The New Mexico Secretary of State’s Office (SOS) decided to build its own new campaign finance reporting database rather than spend upwards of $800,000 to buy an “off-the-shelf” product, Deputy Secretary of State Don Francisco Trujillo II said Friday.
“It came down to finances,” Trujillo explained the decision to NMI, adding that the off-the-shelf product would have invariably needed upgrades. “No one has pockets of money right now.”
The office used an in-house developer to build the database, supplementing those efforts with contractors, Trujillo said.
A link to that new database was leaked to a handful of people to preview the secretary of state’s new campaign finance and disclosure system on its Web site, but officials are saying now that problems have knocked out that new database and other systems that are necessary for the office to function.
Officials are trying to figure out how much work must be done to recover the database for the new campaign finance and disclosure system.

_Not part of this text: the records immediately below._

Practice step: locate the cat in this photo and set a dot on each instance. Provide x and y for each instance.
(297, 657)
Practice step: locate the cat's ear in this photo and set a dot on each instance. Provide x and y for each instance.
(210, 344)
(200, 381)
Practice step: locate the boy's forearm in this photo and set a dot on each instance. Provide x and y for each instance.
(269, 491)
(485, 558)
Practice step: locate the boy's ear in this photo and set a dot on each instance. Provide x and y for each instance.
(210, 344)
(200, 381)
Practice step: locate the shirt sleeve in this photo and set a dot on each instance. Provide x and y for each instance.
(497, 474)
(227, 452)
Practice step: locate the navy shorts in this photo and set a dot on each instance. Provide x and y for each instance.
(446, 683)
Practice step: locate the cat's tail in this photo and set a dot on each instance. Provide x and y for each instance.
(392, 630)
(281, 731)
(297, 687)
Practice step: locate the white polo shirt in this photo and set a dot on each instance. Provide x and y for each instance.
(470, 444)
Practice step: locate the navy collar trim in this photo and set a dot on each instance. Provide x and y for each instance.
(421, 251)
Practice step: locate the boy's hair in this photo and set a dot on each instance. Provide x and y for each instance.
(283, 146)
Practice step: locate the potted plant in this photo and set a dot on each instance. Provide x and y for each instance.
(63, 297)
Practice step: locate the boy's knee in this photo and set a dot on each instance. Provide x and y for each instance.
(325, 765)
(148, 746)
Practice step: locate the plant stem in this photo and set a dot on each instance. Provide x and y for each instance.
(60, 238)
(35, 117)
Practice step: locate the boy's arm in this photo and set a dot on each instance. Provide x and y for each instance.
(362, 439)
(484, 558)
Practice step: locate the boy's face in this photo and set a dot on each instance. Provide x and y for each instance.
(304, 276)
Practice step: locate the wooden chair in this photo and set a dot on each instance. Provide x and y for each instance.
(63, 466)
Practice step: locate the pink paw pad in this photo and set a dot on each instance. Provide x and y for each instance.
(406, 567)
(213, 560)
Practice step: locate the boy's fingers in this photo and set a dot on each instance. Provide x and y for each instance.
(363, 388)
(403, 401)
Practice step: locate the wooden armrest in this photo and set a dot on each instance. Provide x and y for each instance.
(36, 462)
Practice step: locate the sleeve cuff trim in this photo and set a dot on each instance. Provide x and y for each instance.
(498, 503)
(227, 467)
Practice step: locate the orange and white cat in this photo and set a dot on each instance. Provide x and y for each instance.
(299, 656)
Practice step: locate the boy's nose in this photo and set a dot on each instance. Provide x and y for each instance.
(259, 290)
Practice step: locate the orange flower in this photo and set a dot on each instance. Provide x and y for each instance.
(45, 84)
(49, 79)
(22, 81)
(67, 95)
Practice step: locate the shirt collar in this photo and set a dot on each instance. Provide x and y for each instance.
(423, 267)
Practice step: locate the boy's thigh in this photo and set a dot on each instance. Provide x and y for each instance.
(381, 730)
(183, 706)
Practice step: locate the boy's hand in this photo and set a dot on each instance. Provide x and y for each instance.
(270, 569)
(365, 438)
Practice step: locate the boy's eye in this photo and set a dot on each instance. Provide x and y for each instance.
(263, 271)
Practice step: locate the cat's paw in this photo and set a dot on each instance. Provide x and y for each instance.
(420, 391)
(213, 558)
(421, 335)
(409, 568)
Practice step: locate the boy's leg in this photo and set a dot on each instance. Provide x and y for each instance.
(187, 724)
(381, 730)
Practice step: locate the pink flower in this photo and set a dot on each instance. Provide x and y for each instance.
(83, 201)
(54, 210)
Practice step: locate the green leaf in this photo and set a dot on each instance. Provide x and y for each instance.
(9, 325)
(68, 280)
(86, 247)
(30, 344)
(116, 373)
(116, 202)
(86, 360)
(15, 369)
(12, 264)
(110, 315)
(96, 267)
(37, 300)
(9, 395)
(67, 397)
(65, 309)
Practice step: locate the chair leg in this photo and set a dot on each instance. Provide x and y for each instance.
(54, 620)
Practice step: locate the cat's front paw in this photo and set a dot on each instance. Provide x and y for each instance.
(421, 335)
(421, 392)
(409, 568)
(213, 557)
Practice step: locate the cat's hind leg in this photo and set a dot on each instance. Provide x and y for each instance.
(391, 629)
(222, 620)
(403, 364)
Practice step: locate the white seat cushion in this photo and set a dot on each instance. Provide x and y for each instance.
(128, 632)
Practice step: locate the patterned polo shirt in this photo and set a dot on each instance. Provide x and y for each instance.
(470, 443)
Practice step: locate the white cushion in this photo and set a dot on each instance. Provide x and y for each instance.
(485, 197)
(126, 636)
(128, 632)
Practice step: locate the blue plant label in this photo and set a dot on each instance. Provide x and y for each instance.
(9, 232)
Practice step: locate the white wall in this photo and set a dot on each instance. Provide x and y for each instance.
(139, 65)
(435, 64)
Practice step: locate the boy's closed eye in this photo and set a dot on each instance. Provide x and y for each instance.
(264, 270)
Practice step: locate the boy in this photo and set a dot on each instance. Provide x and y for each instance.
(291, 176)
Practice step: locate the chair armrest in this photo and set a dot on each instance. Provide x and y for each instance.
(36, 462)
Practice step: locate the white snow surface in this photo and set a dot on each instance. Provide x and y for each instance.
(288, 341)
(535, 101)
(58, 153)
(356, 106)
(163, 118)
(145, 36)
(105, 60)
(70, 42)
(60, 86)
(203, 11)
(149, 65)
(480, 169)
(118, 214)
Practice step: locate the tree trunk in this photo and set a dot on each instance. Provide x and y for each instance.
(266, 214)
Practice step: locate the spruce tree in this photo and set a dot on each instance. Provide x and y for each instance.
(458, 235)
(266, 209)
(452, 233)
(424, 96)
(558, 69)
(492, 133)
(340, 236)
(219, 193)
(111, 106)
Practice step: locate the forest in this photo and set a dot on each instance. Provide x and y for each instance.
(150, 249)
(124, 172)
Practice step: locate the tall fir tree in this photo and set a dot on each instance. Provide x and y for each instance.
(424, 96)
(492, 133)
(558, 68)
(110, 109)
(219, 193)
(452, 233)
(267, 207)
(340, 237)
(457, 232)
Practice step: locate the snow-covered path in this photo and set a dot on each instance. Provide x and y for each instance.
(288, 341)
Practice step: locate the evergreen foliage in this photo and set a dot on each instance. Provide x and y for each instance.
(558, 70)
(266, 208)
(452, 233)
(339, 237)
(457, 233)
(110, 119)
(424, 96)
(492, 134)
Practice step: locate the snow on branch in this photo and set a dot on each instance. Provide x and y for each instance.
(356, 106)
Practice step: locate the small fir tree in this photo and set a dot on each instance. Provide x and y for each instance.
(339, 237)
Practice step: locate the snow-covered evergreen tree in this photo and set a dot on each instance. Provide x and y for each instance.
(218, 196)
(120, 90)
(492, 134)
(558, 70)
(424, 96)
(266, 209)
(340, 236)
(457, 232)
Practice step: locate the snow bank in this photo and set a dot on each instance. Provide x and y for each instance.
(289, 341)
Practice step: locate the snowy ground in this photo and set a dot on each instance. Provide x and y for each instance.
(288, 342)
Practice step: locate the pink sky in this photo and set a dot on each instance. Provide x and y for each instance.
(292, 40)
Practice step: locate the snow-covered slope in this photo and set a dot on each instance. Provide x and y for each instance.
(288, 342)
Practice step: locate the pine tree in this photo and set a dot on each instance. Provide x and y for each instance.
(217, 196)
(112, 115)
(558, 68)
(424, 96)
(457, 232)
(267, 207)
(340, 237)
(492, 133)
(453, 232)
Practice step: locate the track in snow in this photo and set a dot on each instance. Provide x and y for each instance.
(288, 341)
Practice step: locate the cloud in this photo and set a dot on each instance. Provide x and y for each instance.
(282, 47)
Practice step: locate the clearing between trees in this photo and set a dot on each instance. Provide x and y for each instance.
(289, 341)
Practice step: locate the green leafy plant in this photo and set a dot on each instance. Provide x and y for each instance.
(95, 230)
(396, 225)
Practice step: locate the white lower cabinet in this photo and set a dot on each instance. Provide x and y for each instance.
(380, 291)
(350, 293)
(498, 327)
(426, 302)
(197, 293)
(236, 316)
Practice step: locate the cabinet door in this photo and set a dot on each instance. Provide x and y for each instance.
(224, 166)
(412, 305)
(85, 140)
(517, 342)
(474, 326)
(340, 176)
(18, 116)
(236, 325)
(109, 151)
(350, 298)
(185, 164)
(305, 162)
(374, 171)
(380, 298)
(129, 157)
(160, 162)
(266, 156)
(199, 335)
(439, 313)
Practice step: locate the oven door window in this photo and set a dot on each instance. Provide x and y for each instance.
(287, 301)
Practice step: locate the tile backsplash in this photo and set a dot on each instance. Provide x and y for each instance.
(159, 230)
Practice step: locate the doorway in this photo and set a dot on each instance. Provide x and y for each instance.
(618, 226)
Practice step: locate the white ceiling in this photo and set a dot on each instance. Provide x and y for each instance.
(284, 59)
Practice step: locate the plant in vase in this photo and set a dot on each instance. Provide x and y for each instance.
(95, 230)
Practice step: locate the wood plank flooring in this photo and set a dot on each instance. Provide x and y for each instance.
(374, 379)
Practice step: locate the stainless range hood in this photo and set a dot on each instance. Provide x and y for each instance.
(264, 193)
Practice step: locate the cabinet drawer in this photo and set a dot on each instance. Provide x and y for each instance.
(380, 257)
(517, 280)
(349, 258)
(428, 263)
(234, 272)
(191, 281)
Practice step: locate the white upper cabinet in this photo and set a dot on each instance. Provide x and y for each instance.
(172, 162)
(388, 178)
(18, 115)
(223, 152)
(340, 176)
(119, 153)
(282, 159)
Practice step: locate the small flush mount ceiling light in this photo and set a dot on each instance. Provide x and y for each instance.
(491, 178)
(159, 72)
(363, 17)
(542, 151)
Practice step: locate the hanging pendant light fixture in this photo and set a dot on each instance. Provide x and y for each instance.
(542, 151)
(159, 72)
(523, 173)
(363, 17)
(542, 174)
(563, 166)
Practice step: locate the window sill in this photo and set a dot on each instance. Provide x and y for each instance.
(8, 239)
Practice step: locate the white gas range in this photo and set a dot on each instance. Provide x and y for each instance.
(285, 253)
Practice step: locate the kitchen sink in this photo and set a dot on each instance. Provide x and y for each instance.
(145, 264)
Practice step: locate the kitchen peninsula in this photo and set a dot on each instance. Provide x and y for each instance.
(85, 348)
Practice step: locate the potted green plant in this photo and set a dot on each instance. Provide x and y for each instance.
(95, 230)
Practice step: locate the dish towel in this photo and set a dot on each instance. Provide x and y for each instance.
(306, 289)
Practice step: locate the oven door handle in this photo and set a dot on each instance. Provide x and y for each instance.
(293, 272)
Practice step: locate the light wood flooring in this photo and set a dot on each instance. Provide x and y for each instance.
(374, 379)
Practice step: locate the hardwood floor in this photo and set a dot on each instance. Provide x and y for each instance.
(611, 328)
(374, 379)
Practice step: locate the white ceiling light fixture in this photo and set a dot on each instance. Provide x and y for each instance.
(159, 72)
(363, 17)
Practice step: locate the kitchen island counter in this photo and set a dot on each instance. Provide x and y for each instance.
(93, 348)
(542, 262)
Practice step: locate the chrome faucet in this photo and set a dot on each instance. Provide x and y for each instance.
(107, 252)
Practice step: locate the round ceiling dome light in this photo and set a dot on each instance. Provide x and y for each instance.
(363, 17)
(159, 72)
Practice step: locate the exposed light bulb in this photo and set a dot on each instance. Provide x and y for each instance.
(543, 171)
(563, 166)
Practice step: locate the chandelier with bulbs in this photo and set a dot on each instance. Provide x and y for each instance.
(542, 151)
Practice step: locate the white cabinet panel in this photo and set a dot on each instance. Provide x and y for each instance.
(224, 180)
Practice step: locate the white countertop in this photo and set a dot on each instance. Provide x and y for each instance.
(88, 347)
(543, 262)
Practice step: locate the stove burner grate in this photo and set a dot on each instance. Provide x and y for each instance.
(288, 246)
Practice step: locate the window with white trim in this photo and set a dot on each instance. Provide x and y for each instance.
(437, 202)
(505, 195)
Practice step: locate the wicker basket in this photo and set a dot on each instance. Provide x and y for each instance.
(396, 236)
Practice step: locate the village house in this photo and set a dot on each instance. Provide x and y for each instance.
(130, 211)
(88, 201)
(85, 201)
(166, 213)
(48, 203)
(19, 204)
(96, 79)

As Trujillo described it Friday, the secretary of state’s current campaign finance system is antiquated and consists of two separate programs that don’t talk to one another.
In computer lingo, they don’t interface well.
One component of the SOS’s current campaign finance reporting system, program houses campaign finance reports filed prior to 2004 by political candidates and elected officials.
The other program consists of campaign finance reports filed after 2004.
It’s clunky, and hard to use, Trujillo said, quoting members of the public and the media who have complained of the current system.
“No one likes the system,” Trujillo said.